Plans for tax savings taking shape
Trendsetter Barometer® business outlook: Q1 top findings
Privately-held companies are not done making the investments they believe are necessary to benefit from growth shifts in the US economy. A majority of CEOs and CFOs surveyed over the first quarter project their businesses will spend more and staff up over the next 12 months, according to PwC’s Trendsetter Barometer findings.
Panelists foresee higher revenue for their business compared with last year, although projections for average 12-month future growth have tempered to 7.3% after steadily rising over the past year to reach 7.8% in the fourth quarter. Notably, revenue gains look to be broad-based: 95% of panelists say they expect “positive” growth this year.
Economic sentiment continues to rise. A net 83% of panelists are optimistic about prospects for US economic growth over the next 12 months, up from 64% at this time last year.* As one panelist, a CFO with a general contracting firm, put it: “Geopolitical risks are the elephant in the room, but the economy is strong and if the infrastructure bill goes through, construction will boom.”
Lower business tax rates are broadly expected to provide an additional boost. Most (80%) expect they'll realize some benefit and panelists estimate an average tax savings of 5.16%. However, it appears that cash planning is at an early stage based on the executives surveyed.
Many executives said they are still assessing how they might deploy anticipated windfalls as well as the overall impact of the various provisions of the Tax Cut and Jobs Act. For example, while 26% are planning to use freed-up cash to reduce debt, another 26% are uncertain whether to do so.
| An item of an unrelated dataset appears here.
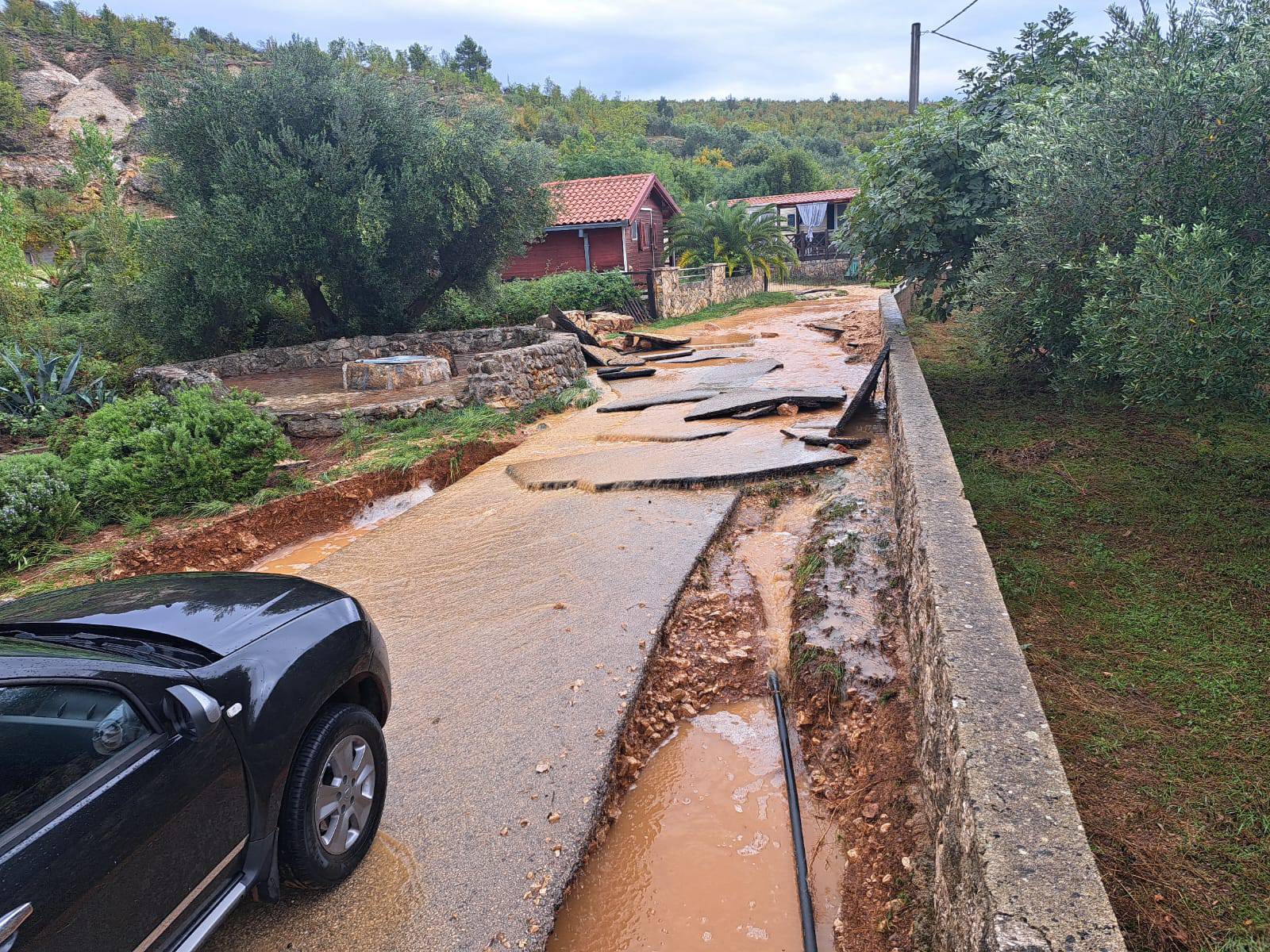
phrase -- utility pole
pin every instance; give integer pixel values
(914, 67)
The CEO of a fuel wholesaler described the firm’s approach as “spreading the money around for now, looking to experiment and invest more money in employees.”
Those who are more firm in their plans offer an early indication that companies are seeking to balance investing in the business with raising returns for owners. Planned allocations are diverse, with employee pay, and investments in equipment upgrades and software among the notable beneficiaries. For example, of the 36% planning to increase capital spending, 72% say equipment upgrades will be a 'major new investment' and 54% say the same for software. The last time a tax change released a major amount of cash, in 2004, shareholders were believed to have received much of the benefit in share buybacks or fattened dividends. This time, these first intentions suggest cash distributions could be spread more widely. Yet with around third unsure whether to distribute more to owners/shareholders, this could also change.
A net 54% say their workforces will expand over the next 12 months, which is little changed since the fourth quarter. Outlooks for operational spending on business activities like sales promotions and information technology upgrades are likewise holding steady, with 85% saying they plan to increase expenditures.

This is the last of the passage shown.